Originaire des terres arides de l’Australie Occidentale, la patte de kangourou, aussi appelée Anigozanthos, captive par sa beauté exotique et sa ressemblance surprenante avec les pattes de l’animal éponyme. Cette plante vivace, dont l’éclat des fleurs varie du rouge profond au jaune lumineux, n’est pas seulement une merveille visuelle ; elle est également un emblème national. En Europe, elle nécessite des soins particuliers en raison de sa sensibilité au froid, mais elle récompense généreusement les efforts par une floraison spectaculaire, qui peut même orner nos intérieurs toute l’année lorsqu’elle est cultivée en pot.
Sommaire
Portrait détaillé de l’Anigozanthos
L’Anigozanthos se distingue par ses feuilles persistantes, formant une touffe dense, d’un vert qui oscille entre le pâle et le foncé. Ces feuilles, lancéolées à rubanées, émergent d’un rhizome court. La structure même de la plante favorise l’émergence de tiges élancées, au bout desquelles se balancent des grappes de fleurs tubulaires. Ces dernières, recouvertes de poils laineux, prennent des teintes variées selon la variété : rouge, grenat, verte, jaune, cuivré, rose ou orange. Ces fleurs sont très prisées en tant que fleurs coupées pour leur originalité et leur tenue dans les bouquets.
– Famille : Haémodoracées
– Type : Vivace persistante
– Origine : Australie
– Couleur des fleurs : Variée
– Semis : Possible
– Plantation : Printemps
– Floraison : De mai à septembre
– Hauteur : De 0,60 m à 3 m selon les espèces
Conditions de culture optimales
Exigences de sol et d’exposition
Pour s’épanouir, l’Anigozanthos requiert un emplacement ensoleillé, bien qu’il tolère légèrement la mi-ombre. Le sol idéal est un mélange bien drainé de sable, de terre franche et de terreau de feuilles. Cette composition assure à la plante une bonne adaptation, même dans des conditions moins favorables, comme les jardins côtiers ou les périodes de sécheresse estivale.

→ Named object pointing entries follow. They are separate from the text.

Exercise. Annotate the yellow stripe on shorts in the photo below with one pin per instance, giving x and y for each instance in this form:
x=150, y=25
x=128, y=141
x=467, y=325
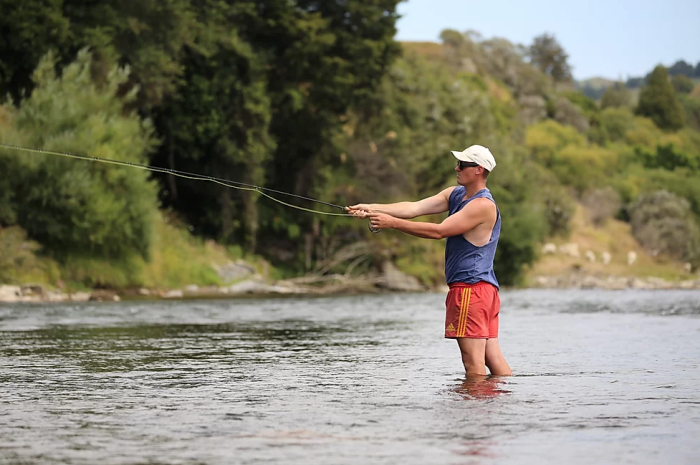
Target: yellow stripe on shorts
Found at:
x=464, y=313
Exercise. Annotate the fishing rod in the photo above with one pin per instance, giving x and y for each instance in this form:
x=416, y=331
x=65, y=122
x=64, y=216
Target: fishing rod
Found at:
x=194, y=176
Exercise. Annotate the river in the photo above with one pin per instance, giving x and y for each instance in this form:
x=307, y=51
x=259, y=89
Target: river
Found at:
x=599, y=377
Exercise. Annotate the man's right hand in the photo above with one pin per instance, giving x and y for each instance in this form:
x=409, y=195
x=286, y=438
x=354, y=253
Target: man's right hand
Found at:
x=361, y=210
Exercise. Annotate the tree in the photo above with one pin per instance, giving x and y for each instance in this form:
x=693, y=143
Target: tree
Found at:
x=550, y=58
x=682, y=84
x=28, y=29
x=658, y=101
x=72, y=207
x=663, y=223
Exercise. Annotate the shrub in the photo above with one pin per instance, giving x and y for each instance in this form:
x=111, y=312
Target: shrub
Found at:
x=72, y=206
x=602, y=204
x=663, y=223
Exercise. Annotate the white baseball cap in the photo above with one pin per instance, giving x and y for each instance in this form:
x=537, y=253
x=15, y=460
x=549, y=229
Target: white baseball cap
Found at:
x=477, y=154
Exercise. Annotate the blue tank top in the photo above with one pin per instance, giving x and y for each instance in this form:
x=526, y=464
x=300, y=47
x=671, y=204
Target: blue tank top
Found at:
x=465, y=262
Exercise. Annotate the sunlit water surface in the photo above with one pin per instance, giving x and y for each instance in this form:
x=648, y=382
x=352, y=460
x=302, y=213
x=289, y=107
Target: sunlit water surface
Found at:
x=600, y=377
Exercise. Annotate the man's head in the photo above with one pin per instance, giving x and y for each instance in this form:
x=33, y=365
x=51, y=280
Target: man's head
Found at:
x=474, y=164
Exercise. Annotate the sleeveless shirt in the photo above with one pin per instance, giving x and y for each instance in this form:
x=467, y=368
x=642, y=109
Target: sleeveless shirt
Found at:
x=465, y=262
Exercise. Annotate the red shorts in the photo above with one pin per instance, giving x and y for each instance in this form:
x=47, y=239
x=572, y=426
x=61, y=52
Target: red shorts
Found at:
x=472, y=311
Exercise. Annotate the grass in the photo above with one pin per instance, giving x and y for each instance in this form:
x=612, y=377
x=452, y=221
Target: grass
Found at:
x=615, y=237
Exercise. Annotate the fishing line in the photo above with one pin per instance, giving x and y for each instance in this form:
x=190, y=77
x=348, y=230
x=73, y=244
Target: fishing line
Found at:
x=196, y=177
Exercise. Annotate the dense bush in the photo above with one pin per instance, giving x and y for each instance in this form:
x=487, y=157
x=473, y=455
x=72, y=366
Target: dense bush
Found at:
x=602, y=204
x=663, y=223
x=72, y=206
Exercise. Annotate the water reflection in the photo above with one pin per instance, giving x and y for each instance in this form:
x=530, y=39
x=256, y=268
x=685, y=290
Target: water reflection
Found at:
x=481, y=387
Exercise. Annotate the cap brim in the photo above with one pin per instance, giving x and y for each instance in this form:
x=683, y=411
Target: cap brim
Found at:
x=461, y=156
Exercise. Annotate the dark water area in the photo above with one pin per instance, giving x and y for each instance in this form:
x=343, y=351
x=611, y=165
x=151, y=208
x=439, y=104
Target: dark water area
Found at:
x=600, y=377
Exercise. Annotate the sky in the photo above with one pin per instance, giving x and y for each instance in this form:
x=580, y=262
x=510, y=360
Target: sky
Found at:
x=613, y=39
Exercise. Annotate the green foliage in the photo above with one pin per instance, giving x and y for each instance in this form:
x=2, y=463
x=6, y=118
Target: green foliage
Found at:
x=603, y=204
x=615, y=123
x=682, y=84
x=77, y=207
x=663, y=223
x=658, y=101
x=583, y=167
x=586, y=104
x=559, y=208
x=18, y=260
x=524, y=224
x=29, y=29
x=669, y=157
x=545, y=140
x=691, y=107
x=148, y=35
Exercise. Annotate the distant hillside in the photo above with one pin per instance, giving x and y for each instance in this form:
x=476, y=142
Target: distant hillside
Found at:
x=430, y=50
x=594, y=87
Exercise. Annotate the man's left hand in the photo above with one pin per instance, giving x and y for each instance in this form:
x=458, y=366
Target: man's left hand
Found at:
x=381, y=220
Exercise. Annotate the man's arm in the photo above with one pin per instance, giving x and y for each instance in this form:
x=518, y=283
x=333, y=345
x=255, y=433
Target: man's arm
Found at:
x=475, y=213
x=438, y=203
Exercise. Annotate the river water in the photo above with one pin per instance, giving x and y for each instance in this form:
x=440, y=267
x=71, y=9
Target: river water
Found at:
x=600, y=377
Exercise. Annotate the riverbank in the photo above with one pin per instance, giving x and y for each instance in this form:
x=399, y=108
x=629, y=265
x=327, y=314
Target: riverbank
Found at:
x=394, y=281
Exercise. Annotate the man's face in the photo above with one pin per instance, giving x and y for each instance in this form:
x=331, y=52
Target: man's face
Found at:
x=467, y=173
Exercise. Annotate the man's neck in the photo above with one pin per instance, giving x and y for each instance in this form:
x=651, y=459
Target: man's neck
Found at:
x=471, y=189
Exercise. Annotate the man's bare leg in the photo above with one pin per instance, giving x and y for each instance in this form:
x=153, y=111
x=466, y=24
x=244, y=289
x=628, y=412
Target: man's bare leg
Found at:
x=494, y=359
x=473, y=355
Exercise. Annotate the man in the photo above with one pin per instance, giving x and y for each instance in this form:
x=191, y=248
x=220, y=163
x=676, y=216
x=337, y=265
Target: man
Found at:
x=472, y=230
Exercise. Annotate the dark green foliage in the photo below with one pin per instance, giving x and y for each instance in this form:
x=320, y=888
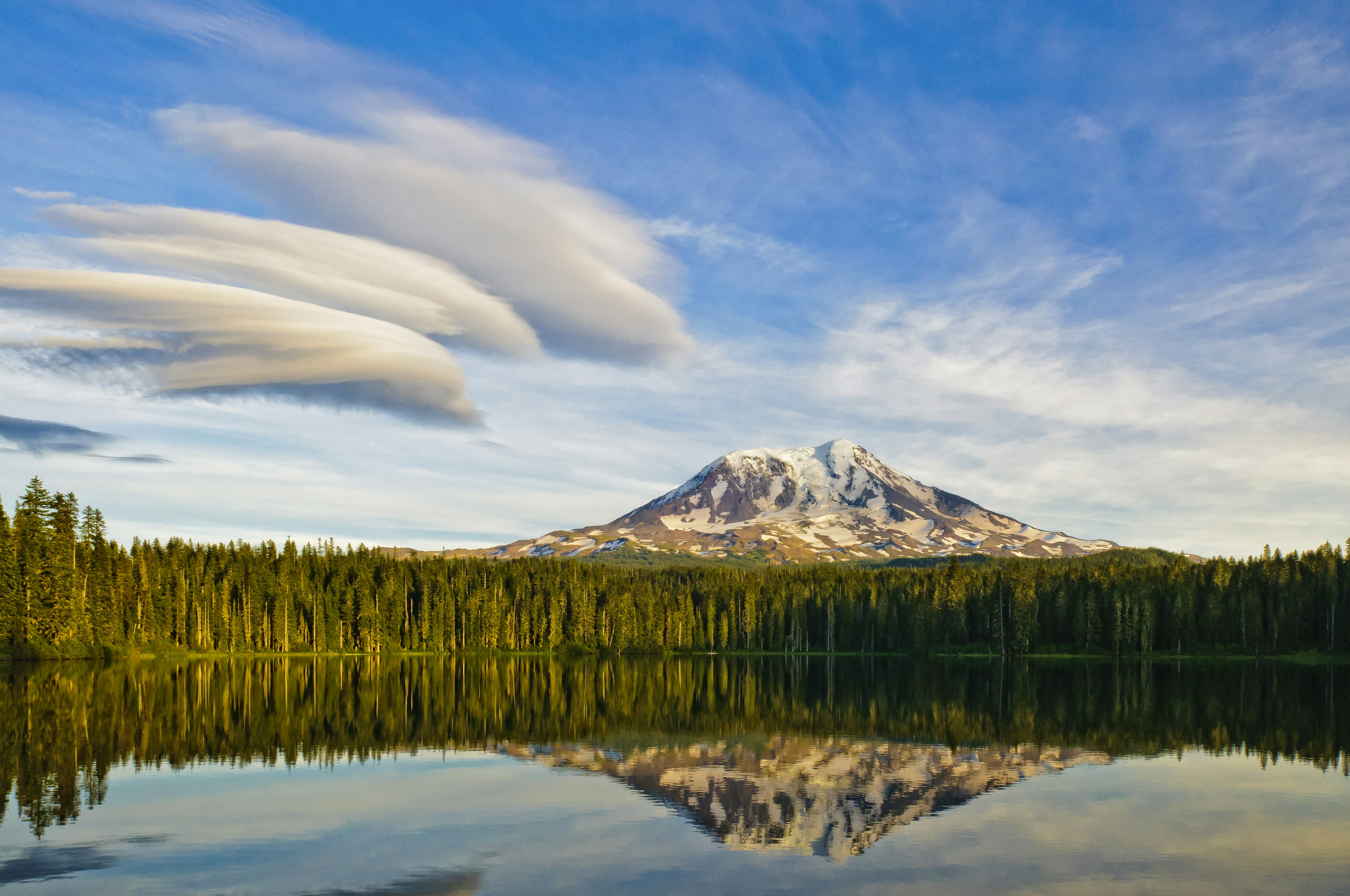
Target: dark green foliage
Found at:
x=67, y=591
x=65, y=727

Techniques de multiplication
Le semis de l’Anigozanthos se fait à la fin de l’été, dans des conditions de température contrôlée (entre 13 et 18°C). Pour ceux qui préfèrent une méthode plus rapide, la division des touffes au printemps tous les 3 ou 4 ans est une excellente alternative pour multiplier la plante. La plantation, quant à elle, se prévoit également au printemps, avec un espacement d’environ 3 pieds par mètre carré pour obtenir un effet de masse attrayant.
Conseils pour un entretien réussi
En pleine terre, il est conseillé de pailler la souche à l’automne pour la protéger du froid. Pour les spécimens en pot, un arrosage hebdomadaire est nécessaire au printemps et en été, tandis qu’il convient de garder le substrat sec en hiver. En fin d’hiver, une taille à environ 10 cm du sol stimulera la croissance de nouvelles feuilles et tiges.
Prévention des maladies et des nuisibles
L’humidité excessive peut favoriser l’apparition de maladies fongiques et de taches foliaires. Par ailleurs, au printemps, les jeunes pousses peuvent attirer les escargots et les limaces. Une surveillance régulière et des mesures préventives sont recommandées pour maintenir les plants en bonne santé.
Choix d’emplacement et associations favorables
L’Anigozanthos est parfait pour les bordures, les massifs ou en pot sur un balcon ou une terrasse. Il apprécie particulièrement les murs exposés à l’ouest et les patios abrités du vent, où il peut bénéficier d’une protection optimale tout en offrant un spectacle floral impressionnant.
Variétés recommandées pour le jardin
Le genre Anigozanthos comprend plusieurs espèces, dont Anigozanthos manglesii, très commune, et Anigozanthos flavidus, réputée pour sa robustesse au froid (jusqu’à -10°C) et sa haute stature. D’autres variétés comme Anigozanthos bicolor, avec ses fleurs vertes et rouges, ou Anigozanthos pulcherrimus, aux fleurs jaunes, sont également des choix excellents pour diversifier l’aspect de vos plantations. Des hybrides comme Anigozanthos ‘Bush Pearl’ ou ‘Bush Inferno’ sont fréquemment disponibles en jardinerie et offrent une palette de couleurs et de formes enrichie.